从不在基本字符串中的字符串列表中提取单个单词或短语

时间:2016-03-11 12:27:56

标签: python python-3.x

我想在Python中构建一个脚本,它接受一个基本字符串并通过其他字符串列表运行它。该脚本应返回字符串中但不在基本字符串中的单词或短语列表。

示例:

string = 'why kid is upset'

list_of_strings = ['why my kid is upset', 'why beautiful kid is upset',
                   'why my 15 years old kid is upset', 'why my kid is always upset']

应该返回

['my', 'beautiful', 'my 15 years old', 'always']

您建议我学习哪些图书馆来解决问题?

3 个答案:

答案 0 :(得分:0)

您不需要特殊的库。

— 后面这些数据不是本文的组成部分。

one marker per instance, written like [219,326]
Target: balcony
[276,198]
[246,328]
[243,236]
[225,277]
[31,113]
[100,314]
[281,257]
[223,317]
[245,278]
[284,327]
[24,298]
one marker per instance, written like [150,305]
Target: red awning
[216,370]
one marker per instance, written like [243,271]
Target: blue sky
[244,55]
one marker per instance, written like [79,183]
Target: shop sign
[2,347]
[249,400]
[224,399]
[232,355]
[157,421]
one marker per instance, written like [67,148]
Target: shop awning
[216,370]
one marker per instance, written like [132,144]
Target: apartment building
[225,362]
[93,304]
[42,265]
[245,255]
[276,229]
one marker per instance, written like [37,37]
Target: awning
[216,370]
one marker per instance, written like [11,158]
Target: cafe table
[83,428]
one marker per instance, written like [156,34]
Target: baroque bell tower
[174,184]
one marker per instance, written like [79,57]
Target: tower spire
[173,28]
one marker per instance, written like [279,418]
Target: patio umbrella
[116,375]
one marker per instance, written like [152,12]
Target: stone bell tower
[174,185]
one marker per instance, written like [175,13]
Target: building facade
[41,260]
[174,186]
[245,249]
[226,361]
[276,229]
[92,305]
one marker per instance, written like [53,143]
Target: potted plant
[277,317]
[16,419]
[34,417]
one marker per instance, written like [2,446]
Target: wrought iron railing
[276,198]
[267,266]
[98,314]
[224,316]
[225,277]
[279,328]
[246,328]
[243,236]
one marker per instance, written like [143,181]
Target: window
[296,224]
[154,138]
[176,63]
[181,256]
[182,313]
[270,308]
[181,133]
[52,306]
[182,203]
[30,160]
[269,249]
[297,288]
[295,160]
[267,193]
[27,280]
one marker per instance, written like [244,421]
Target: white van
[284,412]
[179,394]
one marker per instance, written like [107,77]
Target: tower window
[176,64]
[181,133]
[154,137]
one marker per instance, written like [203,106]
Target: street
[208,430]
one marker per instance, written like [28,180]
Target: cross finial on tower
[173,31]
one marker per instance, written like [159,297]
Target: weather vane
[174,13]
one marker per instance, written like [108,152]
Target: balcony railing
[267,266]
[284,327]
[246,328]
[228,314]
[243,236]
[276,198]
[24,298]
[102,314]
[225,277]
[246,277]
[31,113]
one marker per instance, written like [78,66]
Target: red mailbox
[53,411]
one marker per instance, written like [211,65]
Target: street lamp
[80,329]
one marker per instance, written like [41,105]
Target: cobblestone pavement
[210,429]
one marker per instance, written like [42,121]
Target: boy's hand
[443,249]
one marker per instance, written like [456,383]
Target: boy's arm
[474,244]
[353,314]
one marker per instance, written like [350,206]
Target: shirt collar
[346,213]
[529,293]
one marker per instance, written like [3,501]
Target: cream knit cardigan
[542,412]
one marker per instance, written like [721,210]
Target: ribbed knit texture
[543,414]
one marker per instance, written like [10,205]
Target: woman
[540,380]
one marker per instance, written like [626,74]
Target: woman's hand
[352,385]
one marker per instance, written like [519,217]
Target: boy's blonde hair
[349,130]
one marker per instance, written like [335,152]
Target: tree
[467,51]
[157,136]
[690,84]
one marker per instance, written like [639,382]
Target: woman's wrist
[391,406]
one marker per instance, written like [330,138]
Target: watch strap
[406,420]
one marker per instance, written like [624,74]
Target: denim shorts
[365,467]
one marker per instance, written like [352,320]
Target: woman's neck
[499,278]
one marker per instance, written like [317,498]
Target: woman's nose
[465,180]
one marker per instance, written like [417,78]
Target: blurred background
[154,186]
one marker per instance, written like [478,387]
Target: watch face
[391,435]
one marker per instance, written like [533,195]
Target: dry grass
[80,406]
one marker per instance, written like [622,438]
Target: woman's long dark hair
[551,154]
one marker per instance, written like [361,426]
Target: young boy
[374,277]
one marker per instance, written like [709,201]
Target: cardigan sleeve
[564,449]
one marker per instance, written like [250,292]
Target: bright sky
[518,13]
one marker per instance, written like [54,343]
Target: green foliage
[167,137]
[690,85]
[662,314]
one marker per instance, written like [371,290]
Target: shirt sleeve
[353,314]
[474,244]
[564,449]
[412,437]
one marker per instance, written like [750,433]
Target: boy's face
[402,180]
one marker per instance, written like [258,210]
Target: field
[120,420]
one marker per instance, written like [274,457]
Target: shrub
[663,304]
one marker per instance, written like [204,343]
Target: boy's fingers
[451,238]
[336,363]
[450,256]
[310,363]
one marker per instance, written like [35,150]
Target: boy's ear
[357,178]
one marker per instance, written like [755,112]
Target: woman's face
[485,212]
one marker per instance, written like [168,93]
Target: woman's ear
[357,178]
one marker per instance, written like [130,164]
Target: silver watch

就这样做:

def get_list(string, list_of_strings):
    split_list = string.split()
    return [" ".join(filter(lambda s: s not in split_list, string.split())) for string in list_of_strings)]

这可能有点难以阅读,所以你可以把它分开:

def get_list(string, list_of_strings):
    split_list = string.split()
    new_list = []
    for string in list_of_strings:
        unseen_words = filter(lambda s: s not in split_list, string.split())
        unseen_sentence = " ".join(unseen_words)
        new_list.append(unseen_sentence)
    return new_list

答案 1 :(得分:0)

<强>更新

此版本将所有已见过的单词添加到exclude集:

exclude = set('why kid is upset'.split())
list_of_strings = ['why my kid is upset', 
                   'why beautiful kid is upset', 
                   'why my 15 years old kid is upset',
                   'why my kid is always upset']
res = []
for item in list_of_strings:
    words = item.split()
    res.append(' '.join(word for word in words if word not in exclude))
    exclude.update(set(words))
print(res)

结果:

['my', 'beautiful', '15 years old', 'always']

这样可行:

exclude = set('why kid is upset'.split())
list_of_strings = ['why my kid is upset', 
                   'why beautiful kid is upset', 
                   'why my 15 years old kid is upset',
                   'why my kid is always upset']
>>> [' '.join(word for word in item.split() if word not in exclude) for item
     in list_of_strings]
['my', 'beautiful', 'my 15 years old', 'my always']

答案 2 :(得分:0)

当你在字符串列表中有这样的格式时,我不确定你需要的格式:'为什么我15岁的孩子现在心烦意乱'

无论如何,我没有lib指出,这个小代码似乎解决了你的问题:

def stringNOTinbase(base,los):
    basewords = set(base.split(" ") )
    res = []
    for string in los:
        res.append( " ".join( [word for word in string.split(" ") if word not in basewords  ]   )   )
    return res

如果您定义变量并按以下方式调用它:

string = 'why kid is upset'

list_of_strings = ['why my kid is upset', 'why beautiful kid is upset', 'why my 15 years old kid is upset', 'why my kid is always upset','why my 15 years old kid is upset now']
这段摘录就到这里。